At present, the evaluation of the response to NAC for esophageal carcinoma mainly relies on the measurement of tumor size by traditional modalities such as endoscopic ultrasonography (EUS) and computed tomography (CT), which have shown high accuracy in diagnosis and staging of esophageal carcinoma. However, they are limited in distinguishing between residual tumor, fibrosis, and inflammation [6, 7]. In addition, traditional imaging modalities cannot evaluate the therapeutic efficacy until at least 4 weeks after the end of therapy, and cannot predict early response to NT. Therefore, to date, assessment of response to NT is still unsatisfactory. Fluorine-18 fluorodeoxyglucose positron emission tomography-computed tomography (18F-FDG PET/CT) for response evaluation showed conflicting results and insufficient accuracy, along with the potential of high radiation exposure and increase cost [8, 9]. It is essential to define a safe, non-invasive and effective imaging modality to assess and predict the response to NAC accurately.

Functional MR imaging techniques can reflect biological and microstructural characterization of tumors, so they can quantify therapy-induced changes before anatomic variation in tumor size. Dynamic contrast-enhanced magnetic resonance images (DCE-MRI) can predict early response to chemoradiotherapy in esophageal carcinoma [10, 11]. However, DCE-MRI requires complex pharmacokinetic modelling to calculate the vascular volume fraction of angiogenesis [12]. Diffusion-weighted imaging (DWI) is a functional imaging technique that is widely used in characterizing malignant tumor, monitoring, and predicting therapeutic efficacy [13,14,15,16]. However, the DWI-derived apparent diffusion coefficient (ADC) cannot separate diffusion and perfusion information [13].

Intravoxel incoherent motion (IVIM) can differentiate and quantify pure water molecular diffusion and microcirculatory perfusion of the tissue through three parameters calculated by the bi-exponential model: true diffusion coefficient (D), pseudodiffusion coefficient (D*), and pseudodiffusion fraction (f) [17, 18]. The IVIM technique is increasingly being investigated and has been proven to be more valuable than the ADC value in tumor evaluation and in prediction of therapeutic efficacy of NT [19,20,21,22,23,24,25]. However, compared with the conventional DWI sequence, the IVIM sequence requires higher quality imaging and higher signal-to-noise ratio (SNR). To date, research on the application of IVIM sequence in esophageal cancer is still scarce [26].

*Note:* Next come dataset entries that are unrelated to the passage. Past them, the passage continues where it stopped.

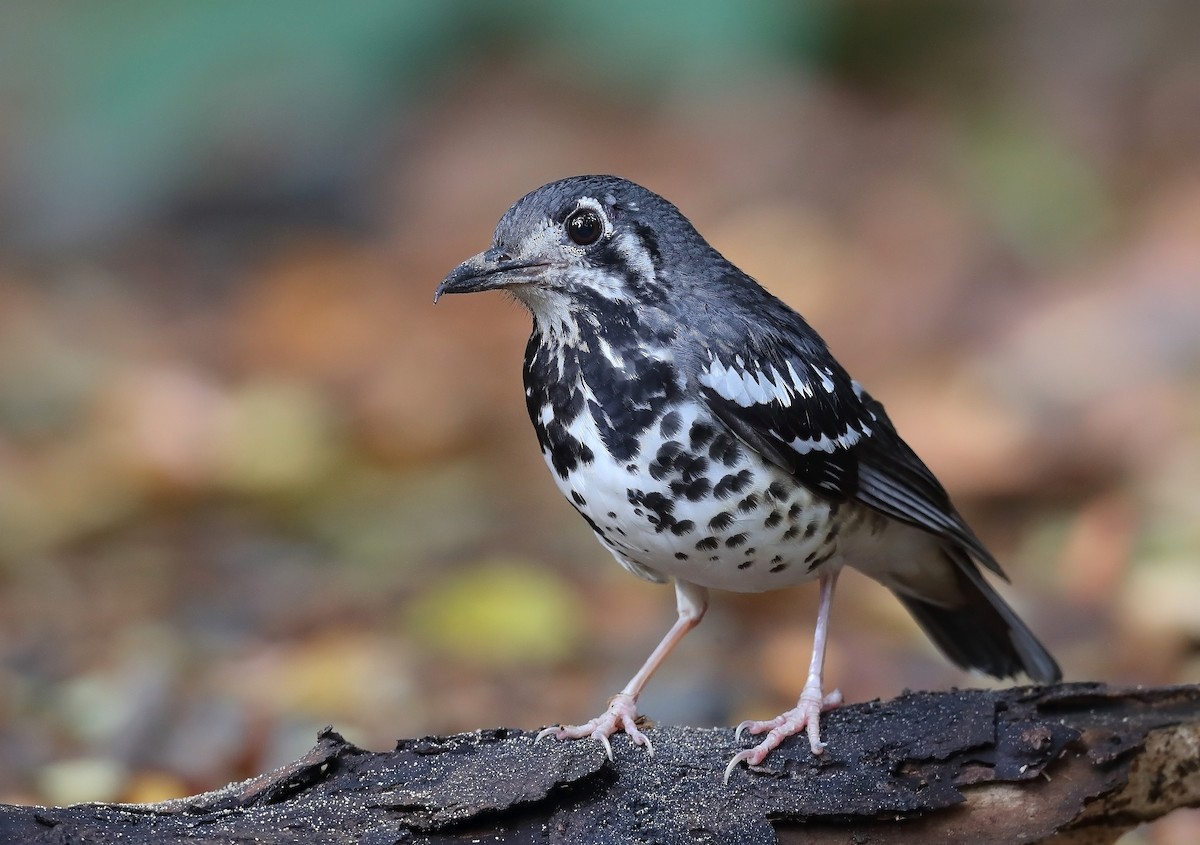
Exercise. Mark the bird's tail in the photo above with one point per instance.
(981, 630)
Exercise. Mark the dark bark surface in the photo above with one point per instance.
(1074, 762)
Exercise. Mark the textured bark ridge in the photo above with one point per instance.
(1067, 763)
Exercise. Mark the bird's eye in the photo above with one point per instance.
(585, 227)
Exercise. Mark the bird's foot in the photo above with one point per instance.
(621, 715)
(804, 717)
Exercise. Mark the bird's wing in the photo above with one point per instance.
(793, 403)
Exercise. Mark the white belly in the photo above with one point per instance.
(754, 529)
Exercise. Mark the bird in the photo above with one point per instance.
(709, 438)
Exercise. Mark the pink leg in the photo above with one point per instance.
(622, 713)
(807, 713)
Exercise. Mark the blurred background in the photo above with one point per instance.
(253, 483)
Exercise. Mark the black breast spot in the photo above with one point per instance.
(700, 435)
(731, 485)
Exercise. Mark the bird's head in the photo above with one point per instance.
(580, 241)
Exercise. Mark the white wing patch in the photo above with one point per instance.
(739, 384)
(826, 443)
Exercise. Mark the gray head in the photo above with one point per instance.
(579, 239)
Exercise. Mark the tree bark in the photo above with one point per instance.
(1067, 765)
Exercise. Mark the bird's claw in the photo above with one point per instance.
(621, 717)
(804, 717)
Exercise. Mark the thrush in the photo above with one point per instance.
(708, 437)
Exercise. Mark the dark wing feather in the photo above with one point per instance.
(792, 402)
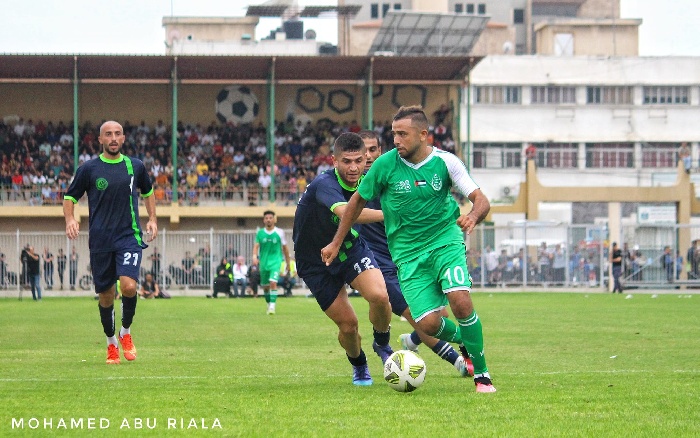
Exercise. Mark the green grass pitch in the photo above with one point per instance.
(565, 364)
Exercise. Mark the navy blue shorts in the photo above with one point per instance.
(398, 302)
(325, 282)
(107, 267)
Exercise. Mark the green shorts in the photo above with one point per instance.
(267, 276)
(426, 279)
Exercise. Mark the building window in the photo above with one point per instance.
(556, 155)
(564, 44)
(609, 95)
(606, 155)
(385, 9)
(553, 95)
(497, 155)
(518, 16)
(659, 155)
(497, 95)
(666, 95)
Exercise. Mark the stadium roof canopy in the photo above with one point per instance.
(428, 34)
(224, 69)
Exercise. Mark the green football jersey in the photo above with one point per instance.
(270, 251)
(419, 211)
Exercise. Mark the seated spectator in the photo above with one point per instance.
(224, 278)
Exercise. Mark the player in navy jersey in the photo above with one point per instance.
(112, 183)
(315, 223)
(375, 236)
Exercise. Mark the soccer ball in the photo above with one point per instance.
(236, 104)
(404, 371)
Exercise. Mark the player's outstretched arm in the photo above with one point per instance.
(152, 224)
(480, 208)
(72, 226)
(352, 211)
(367, 215)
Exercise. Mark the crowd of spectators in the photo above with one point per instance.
(215, 162)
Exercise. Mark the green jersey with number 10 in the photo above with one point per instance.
(419, 211)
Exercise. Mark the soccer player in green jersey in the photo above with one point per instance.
(424, 228)
(269, 249)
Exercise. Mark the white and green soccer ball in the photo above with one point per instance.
(404, 371)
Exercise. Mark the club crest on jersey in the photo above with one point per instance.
(436, 182)
(101, 184)
(402, 186)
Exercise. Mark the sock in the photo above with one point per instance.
(381, 338)
(107, 318)
(449, 331)
(473, 340)
(359, 360)
(446, 352)
(128, 310)
(415, 339)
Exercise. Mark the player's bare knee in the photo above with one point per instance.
(430, 324)
(348, 327)
(461, 303)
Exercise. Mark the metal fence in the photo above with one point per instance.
(179, 259)
(540, 254)
(520, 254)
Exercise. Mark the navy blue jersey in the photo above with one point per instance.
(113, 189)
(314, 221)
(375, 236)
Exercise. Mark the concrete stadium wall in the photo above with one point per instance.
(196, 103)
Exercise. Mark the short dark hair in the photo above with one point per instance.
(348, 142)
(366, 133)
(415, 113)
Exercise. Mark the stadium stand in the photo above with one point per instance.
(215, 164)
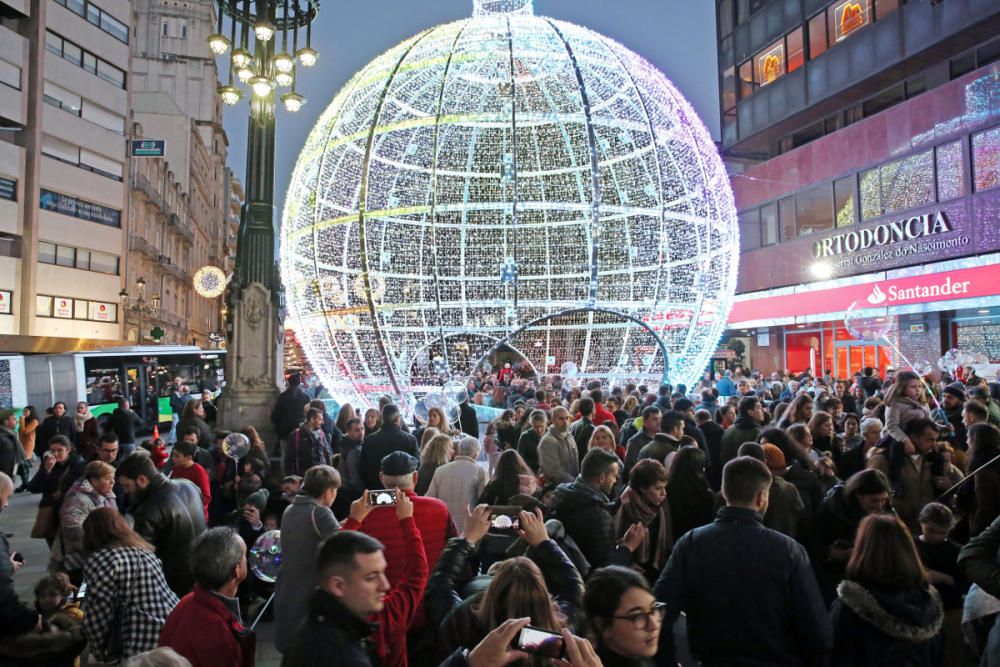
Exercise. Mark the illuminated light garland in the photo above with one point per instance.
(498, 171)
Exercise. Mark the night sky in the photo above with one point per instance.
(677, 36)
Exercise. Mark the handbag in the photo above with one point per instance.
(45, 524)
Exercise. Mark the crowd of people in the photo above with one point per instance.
(749, 521)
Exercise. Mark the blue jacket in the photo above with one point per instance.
(749, 594)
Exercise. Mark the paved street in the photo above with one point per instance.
(18, 519)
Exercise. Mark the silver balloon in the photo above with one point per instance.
(264, 558)
(236, 446)
(456, 391)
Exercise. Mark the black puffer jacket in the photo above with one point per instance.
(460, 627)
(588, 516)
(169, 514)
(874, 627)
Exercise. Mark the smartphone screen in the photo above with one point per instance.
(382, 497)
(540, 642)
(505, 517)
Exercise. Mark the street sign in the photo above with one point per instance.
(148, 147)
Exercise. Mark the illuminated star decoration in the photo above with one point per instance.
(514, 144)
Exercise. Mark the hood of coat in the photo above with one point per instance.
(913, 616)
(574, 495)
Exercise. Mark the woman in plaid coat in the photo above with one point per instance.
(128, 599)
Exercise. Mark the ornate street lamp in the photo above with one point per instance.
(137, 308)
(258, 65)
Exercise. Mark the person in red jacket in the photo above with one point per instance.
(205, 627)
(399, 471)
(355, 604)
(185, 468)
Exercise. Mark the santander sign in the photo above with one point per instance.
(960, 284)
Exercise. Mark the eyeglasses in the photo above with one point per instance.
(640, 619)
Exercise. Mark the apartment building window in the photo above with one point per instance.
(77, 258)
(986, 159)
(10, 75)
(97, 17)
(67, 50)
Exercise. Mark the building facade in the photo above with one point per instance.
(180, 201)
(865, 136)
(64, 104)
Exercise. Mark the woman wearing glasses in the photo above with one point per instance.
(623, 616)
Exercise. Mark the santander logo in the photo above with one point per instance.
(877, 296)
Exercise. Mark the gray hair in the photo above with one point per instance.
(215, 554)
(469, 446)
(158, 657)
(871, 424)
(398, 481)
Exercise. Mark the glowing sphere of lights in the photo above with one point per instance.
(210, 281)
(507, 179)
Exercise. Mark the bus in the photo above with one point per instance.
(142, 374)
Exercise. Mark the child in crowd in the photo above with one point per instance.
(939, 554)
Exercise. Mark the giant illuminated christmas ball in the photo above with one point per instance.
(507, 182)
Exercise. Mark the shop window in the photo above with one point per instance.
(871, 195)
(786, 218)
(728, 89)
(950, 169)
(846, 17)
(726, 16)
(907, 183)
(814, 210)
(986, 159)
(747, 85)
(769, 224)
(884, 8)
(843, 201)
(749, 230)
(770, 63)
(884, 100)
(817, 35)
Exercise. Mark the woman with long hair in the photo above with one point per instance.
(128, 599)
(623, 617)
(512, 477)
(692, 502)
(836, 524)
(644, 501)
(799, 411)
(27, 425)
(547, 587)
(373, 421)
(981, 497)
(886, 611)
(903, 404)
(90, 492)
(344, 415)
(439, 450)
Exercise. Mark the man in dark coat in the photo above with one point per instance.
(58, 423)
(123, 422)
(585, 510)
(167, 513)
(388, 439)
(746, 428)
(748, 592)
(289, 408)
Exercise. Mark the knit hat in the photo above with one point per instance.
(774, 458)
(258, 499)
(955, 390)
(399, 463)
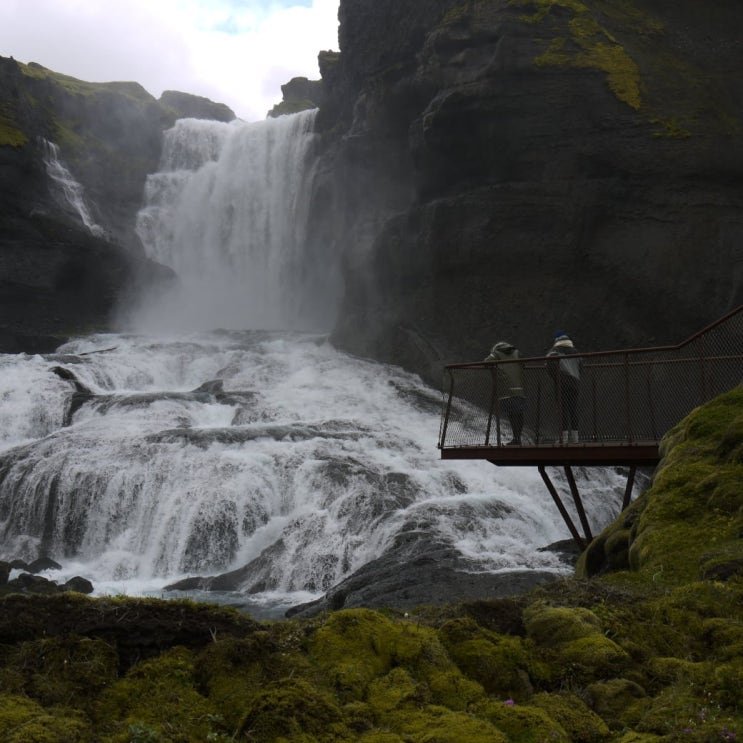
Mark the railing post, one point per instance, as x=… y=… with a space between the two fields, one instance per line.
x=702 y=375
x=594 y=407
x=538 y=416
x=627 y=400
x=448 y=408
x=651 y=401
x=493 y=385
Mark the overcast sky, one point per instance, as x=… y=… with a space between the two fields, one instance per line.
x=237 y=52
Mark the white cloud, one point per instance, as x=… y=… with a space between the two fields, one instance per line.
x=237 y=52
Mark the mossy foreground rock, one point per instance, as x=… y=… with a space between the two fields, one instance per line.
x=649 y=654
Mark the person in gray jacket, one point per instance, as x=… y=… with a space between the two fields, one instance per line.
x=565 y=370
x=510 y=387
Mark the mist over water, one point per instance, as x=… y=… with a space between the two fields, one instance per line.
x=311 y=459
x=228 y=213
x=300 y=461
x=68 y=192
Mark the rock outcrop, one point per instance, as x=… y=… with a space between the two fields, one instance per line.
x=498 y=169
x=57 y=276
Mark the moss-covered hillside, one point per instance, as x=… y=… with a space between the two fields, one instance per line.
x=653 y=652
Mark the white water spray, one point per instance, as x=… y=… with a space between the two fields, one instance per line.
x=69 y=192
x=228 y=213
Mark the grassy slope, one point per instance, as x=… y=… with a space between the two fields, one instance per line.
x=650 y=652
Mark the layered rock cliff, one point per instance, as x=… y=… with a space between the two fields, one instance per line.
x=499 y=169
x=58 y=277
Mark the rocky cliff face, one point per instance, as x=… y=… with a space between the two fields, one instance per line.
x=56 y=277
x=498 y=169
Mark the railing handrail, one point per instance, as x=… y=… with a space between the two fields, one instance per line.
x=624 y=395
x=614 y=352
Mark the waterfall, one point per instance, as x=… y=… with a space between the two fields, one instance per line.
x=228 y=212
x=138 y=459
x=68 y=192
x=305 y=463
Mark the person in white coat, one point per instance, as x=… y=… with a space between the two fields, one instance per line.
x=565 y=370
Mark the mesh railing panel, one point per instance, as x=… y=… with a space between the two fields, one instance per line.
x=626 y=397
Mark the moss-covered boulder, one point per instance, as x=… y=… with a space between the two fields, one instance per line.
x=688 y=525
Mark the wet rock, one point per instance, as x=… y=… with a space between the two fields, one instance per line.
x=43 y=563
x=79 y=585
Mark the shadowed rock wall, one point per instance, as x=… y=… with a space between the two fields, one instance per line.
x=499 y=169
x=56 y=278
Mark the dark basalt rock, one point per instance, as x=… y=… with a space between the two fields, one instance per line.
x=499 y=169
x=56 y=277
x=43 y=563
x=299 y=94
x=189 y=106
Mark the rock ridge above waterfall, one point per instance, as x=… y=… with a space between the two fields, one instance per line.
x=499 y=169
x=57 y=278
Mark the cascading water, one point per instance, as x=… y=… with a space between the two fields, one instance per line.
x=302 y=463
x=69 y=192
x=228 y=212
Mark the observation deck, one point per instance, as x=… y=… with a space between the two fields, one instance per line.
x=628 y=400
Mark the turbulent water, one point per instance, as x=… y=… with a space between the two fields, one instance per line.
x=302 y=462
x=314 y=458
x=67 y=191
x=228 y=212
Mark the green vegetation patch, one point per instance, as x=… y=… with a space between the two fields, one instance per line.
x=10 y=134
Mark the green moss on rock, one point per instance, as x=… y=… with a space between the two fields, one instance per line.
x=521 y=723
x=581 y=724
x=552 y=626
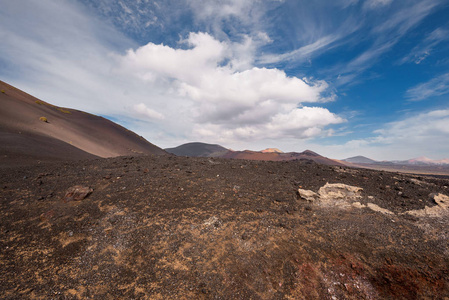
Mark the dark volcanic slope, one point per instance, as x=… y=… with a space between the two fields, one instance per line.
x=198 y=150
x=166 y=227
x=23 y=126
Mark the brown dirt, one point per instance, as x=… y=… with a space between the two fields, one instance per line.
x=66 y=133
x=164 y=227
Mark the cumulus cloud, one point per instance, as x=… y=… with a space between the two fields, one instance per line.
x=413 y=136
x=298 y=123
x=424 y=49
x=435 y=87
x=226 y=99
x=372 y=4
x=142 y=110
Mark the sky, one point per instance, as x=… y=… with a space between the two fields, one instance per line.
x=338 y=77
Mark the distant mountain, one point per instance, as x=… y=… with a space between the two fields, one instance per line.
x=360 y=160
x=198 y=150
x=425 y=161
x=32 y=129
x=276 y=156
x=270 y=150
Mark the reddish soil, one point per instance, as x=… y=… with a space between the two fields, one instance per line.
x=34 y=130
x=166 y=227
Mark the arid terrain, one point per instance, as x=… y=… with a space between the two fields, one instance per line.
x=166 y=227
x=151 y=225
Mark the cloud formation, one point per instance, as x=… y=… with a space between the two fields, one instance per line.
x=227 y=99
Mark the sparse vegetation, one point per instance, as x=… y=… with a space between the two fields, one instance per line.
x=63 y=110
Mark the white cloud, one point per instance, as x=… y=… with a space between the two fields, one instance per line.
x=209 y=75
x=297 y=123
x=435 y=87
x=67 y=57
x=424 y=49
x=142 y=110
x=407 y=17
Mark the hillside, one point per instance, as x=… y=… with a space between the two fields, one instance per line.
x=280 y=156
x=36 y=130
x=198 y=150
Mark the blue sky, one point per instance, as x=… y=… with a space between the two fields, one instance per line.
x=341 y=77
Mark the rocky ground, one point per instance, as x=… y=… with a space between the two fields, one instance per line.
x=166 y=227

Although functional MR imaging techniques show powerful capabilities in assessment of tumor microenvironment, histopathological evaluation remains the gold standard. Based on the percentage of viable residual neoplastic cells in relation to fibrosis/necrosis, tumor regression grade (TRG) can classify tumor pathological response after NT. Compared with tumor size and pathologic lymph node status, only TRG can predict disease-free survival in patients with esophageal cancer, and TRG should be considered when evaluating therapeutic efficacy [27]. Because TRG classification requires postoperative pathological specimens, it cannot be used to predict treatment response to NT before treatment.

The primary purpose of our study was to investigate the value of IVIM-DWI sequence for the assessment and prediction of pathologic response to NAC in locally advanced ESCC.

Materials and methods

Study population

This prospective study was approved by the Ethics Committee of our Hospital and all participants signed a written informed consent. Between September 2015 and May 2018, sixty-three consecutive patients pathologically diagnosed with locally advanced ESCC who underwent NAC followed by radical resection were prospectively enrolled.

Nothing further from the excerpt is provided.